Donald Trump cruised to a double-digit win over the Republican field on Saturday in South Carolina. It was his second straight easy win — coming 11 days after he swept the New Hampshire primary by nearly 20 points.
Those back-to-back victories coupled with Trump’s second-place finish in Iowa’s caucuses — in which he took the second-most votes of any Republican candidate ever — affirm a simple yet still not fully grasped fact: Trump is the heavy favorite to be the Republican presidential nominee this fall.
Let’s start with the delegate math through the first three votes. Trump won all 50 of South Carolina’s delegates Saturday, bringing his total delegate count to 67. Sen. Ted Cruz of Texas is in second place with 11 delegates. Sen. Marco Rubio of Florida has 10. Of the 103 delegates allocated in the race to date, Trump has won 65 percent.
Now, look forward. On Tuesday, Nevada will hold its Republican caucuses. According to a CNN-ORC poll released Wednesday, Trump leads in the Silver State by 26 points — an edge likely to hold steady or even grow in the wake of his convincing South Carolina win.
Then comes the March 1 “SEC primary,” when Republican voters in 12 states, including seven Southern states, cast their ballots. And polling puts Trump first in most of them. If he sweeps these states, or comes close, he will have a massive delegate lead that even winner-take-all delegate-allocation states such as Ohio and Florida, both of which vote March 15, won’t be able to erase.
Substitute any other Republican in the race into Trump’s current position. There is a 100 percent chance that that person would be touted as the prohibitive favorite or the odds-on nominee. Imagine Rubio — with a third-place finish in Iowa, fifth-place finish in New Hampshire and second-place finish in South Carolina — with the same poll numbers as Trump in Nevada and beyond. The coronation would be on.
Why isn’t Trump getting the credit and coverage he deserves? Because there is still a belief within the party establishment and the ranks of the media that he will somehow implode or that voters will “wise up” or “get real” — or something. The problem with that theory is that Trump has done lots and lots of things that (a) can be described as “gaffes” and (b) would have ended or severely compromised other campaigns. Yet none of it has touched him.
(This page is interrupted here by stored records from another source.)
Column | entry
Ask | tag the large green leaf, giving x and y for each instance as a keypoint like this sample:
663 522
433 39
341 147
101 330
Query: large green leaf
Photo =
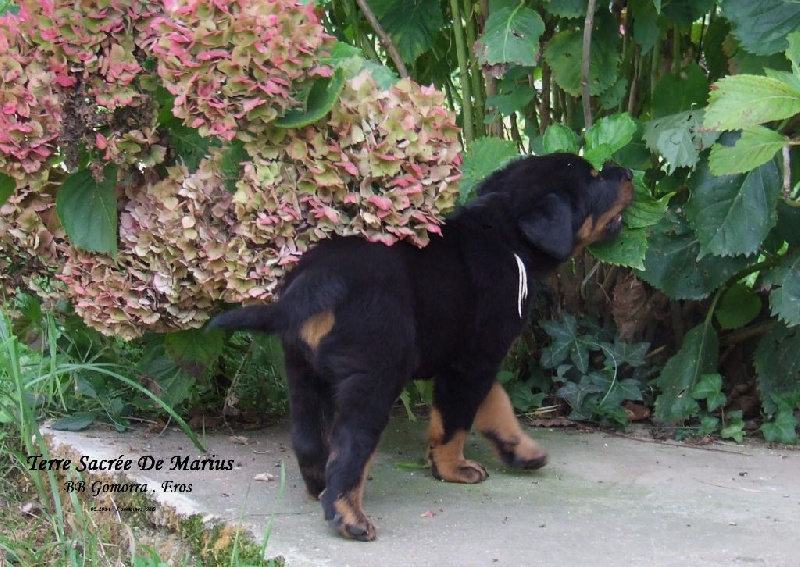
511 36
740 101
566 8
560 138
756 147
762 25
678 92
7 186
607 136
733 214
696 357
412 24
323 95
88 210
672 264
777 362
563 54
785 300
679 138
483 157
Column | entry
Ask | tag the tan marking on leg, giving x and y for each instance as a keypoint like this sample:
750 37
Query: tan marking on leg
496 420
447 459
353 522
316 327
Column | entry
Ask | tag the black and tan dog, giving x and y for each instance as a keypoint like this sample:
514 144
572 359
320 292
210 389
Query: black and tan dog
358 320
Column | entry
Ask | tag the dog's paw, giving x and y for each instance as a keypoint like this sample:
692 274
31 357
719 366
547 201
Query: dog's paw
356 527
463 471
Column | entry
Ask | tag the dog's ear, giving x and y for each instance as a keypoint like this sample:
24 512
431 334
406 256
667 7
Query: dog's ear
550 228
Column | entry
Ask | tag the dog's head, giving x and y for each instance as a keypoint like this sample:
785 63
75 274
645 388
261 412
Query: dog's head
561 203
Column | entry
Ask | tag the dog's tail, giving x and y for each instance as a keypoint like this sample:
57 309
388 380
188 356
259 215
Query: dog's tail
264 318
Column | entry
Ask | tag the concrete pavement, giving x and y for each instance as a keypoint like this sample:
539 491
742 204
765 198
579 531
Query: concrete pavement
603 499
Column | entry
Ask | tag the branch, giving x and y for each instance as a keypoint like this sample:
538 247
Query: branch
588 23
384 37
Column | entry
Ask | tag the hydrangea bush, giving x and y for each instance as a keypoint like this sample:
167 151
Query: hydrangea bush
216 199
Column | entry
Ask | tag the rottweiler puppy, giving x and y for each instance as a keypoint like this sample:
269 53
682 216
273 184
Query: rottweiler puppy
359 319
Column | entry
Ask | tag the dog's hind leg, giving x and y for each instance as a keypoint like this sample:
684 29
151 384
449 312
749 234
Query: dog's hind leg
312 410
496 420
456 397
364 402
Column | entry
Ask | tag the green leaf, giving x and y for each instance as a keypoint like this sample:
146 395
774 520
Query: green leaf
709 388
735 428
785 300
679 92
762 25
756 147
627 249
782 430
231 164
194 346
7 187
789 222
483 157
88 210
511 36
563 54
672 264
777 363
607 136
696 357
560 138
739 101
412 24
679 138
323 95
566 8
732 215
738 307
645 210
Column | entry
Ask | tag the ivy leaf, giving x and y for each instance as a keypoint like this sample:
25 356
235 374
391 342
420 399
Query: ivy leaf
739 306
627 249
679 138
739 101
732 215
785 300
709 388
696 357
7 187
511 36
761 26
777 363
413 24
560 138
87 210
756 147
321 97
607 136
482 158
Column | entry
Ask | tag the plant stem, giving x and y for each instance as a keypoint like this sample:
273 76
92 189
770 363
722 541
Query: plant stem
463 72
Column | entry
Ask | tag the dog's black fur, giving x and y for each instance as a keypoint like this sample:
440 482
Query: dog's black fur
359 319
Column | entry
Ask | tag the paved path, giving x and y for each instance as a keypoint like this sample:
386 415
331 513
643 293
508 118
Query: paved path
602 500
In fact, his willingness to say anything, no matter the underlying facts, seems to affirm to his supporters just how “independent” of the political system he really is.
One example: Trump spent the week before the South Carolina primary savaging George W. Bush and insisting that the 43rd president didn’t keep the country safe because the terrorist attacks of Sept. 11, 2001, happened on his watch. Not only is that sort of rhetoric verboten within the Republican Party, but it was widely considered especially noxious in a state where the Bush family remains very popular. Yet, of the 1 in 5 Republican voters in South Carolina who were either veterans or had a military veteran in their house, Trump crushed the competition.
Ask yourself: What could Trump possibly do or say that would somehow be seen as a large enough mistake to cost him large amounts of support?
Given the steadiness of his numbers, the idea that Trump will either derail himself or be derailed seems like the most wishful of thinking by establishment Republicans. Ditto the idea, which I hear nearly every day in Washington, that the establishment will “figure out” a way to stop Trump. Trust me: If the establishment could have stopped Trump, it would have done so a long time ago.
Even after former Florida governor Jeb Bush bowed out of the race after his disappointing South Carolina finish, the establishment vote remains split between Rubio and Ohio Gov. John Kasich. And even if Kasich gets out sometime soon — my guess is he won’t — I remain unconvinced that the establishment vote, even when unified, is enough to beat Trump.
Wishful thinking is not the same thing as plausible strategy. And at this point, it appears that wishful thinking is what has been keeping Trump from getting the coverage he clearly deserves as the undisputed front-runner for the Republican nomination.
Front-runners can, and do, lose on occasion. It’s possible that Trump — perhaps when or if the race narrows to a one-on-one contest with Rubio — loses.
But it is an undeniable fact that Trump has by far the easiest path to the Republican nomination from here on out — and he is likely to end March with a significant delegate edge over Cruz and Rubio.
Waiting and hoping for him to collapse is, to borrow a Trumpism, a loser’s game.